U.S. troops and civilians in the Würzburg area weren’t sure what would still be offered at Würzburg Army Community Hospital, which last week announced an indefinite cutback in services due to a shortage of nurses.
“I know it will put a strain on certain families,” said Roy Smith, a military retiree who works at Würzburg Middle School. “They’ll have to go to Landstuhl or out on the economy to German doctors. But they have good doctors here [in Germany].”
About 50 members of the hospital’s staff, mostly nurses, have in recent weeks been sent to Pakistan to help with earthquake relief or to Landstuhl Regional Medical Center to help treat the war wounded. As a result, the hospital is unable to treat those who need care from nurse-anesthetists, surgical nurses or other specialists, officials said.
Bottom line: The hospital will no longer receive ambulances and will not schedule any surgeries, procedures or treatments that required an overnight stay.
“We have an obligation to ensure high-quality health care and safe health care,” said Dr. (Col.) Dallas Homas, commander of the U.S. Medical Department Activity-Würzburg and Würzburg Army Community Hospital.
“If we can’t finish it, we’re not going to start it. Really sick and really hurt people cannot be served here.”
Homas said the Würzburg nurses will remain deployed until the missions in Pakistan and Landstuhl are completed, and that the cut services won’t be restored until staffing makes it possible.
Among those wondering about the changes was Charlene Peeler, wife of Sgt. Jason Peeler of the 17th Signal Battalion. The couple has a nine-month-old baby boy, Chandler.
“If they reduce the employees, I think maybe the waiting list would be longer to get an appointment for the baby,” Charlene Peeler said.
Routine care for pregnant women and newborns, including the delivery of babies, would not be curtailed, in part because of an upcoming baby boom within the Würzburg-based 1st Infantry Division, which returned in February and March from a one-year tour in Iraq.
“We have 250 women who are going to be delivering between November and February,” Homas said. “We have augmented our capabilities in that realm.”
New mothers and newborns who need intensive care, however, would have to be treated at one of Würzburg’s three German hospitals.
The Army hospital will continue to offer family practice, sports medicine, orthopedics, physical and occupational therapy, pharmacy and other routine services.
Spc. William Wood of the 147th Maintenance Company lauded the care he has received at the hospital, saying his appointments and treatment have been provided “like clockwork,” even when the hospital was short staffed.
Wood said he did not know how medical service and coverage would work if he were to go to German providers.

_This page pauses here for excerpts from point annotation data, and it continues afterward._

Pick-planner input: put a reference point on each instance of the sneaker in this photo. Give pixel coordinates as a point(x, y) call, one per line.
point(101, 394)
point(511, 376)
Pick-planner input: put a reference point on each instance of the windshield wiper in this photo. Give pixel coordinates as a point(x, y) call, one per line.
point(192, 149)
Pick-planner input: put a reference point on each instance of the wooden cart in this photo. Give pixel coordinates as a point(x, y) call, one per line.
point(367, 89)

“I believe the Army would pay for it, but I’m not exactly sure,” Wood said.
Homas said the hospital has a managed-care division to help direct troops, civilians and family members to German doctors who speak English and work with TRICARE and other insurance providers figure out billing.
The Würzburg hospital’s shortage of nurses mirrors that in the United States.
According to the Department of Health and Human Services, 30 states were estimated to have fewer registered nurses than needed in 2000, and in 2020 the number was projected to increase to 44 states.
Homas said that the vast majority of patients in the Würzburg hospital’s area of responsibility, which includes Grafenwöhr, Hohenfels and other outlying bases, already go to German doctors and nurses for certain treatments. The Army’s medical staff, he said, tracks the treatment that U.S. patients are receiving outside the fence.
“They [Germans] offer world-class health care,” he said.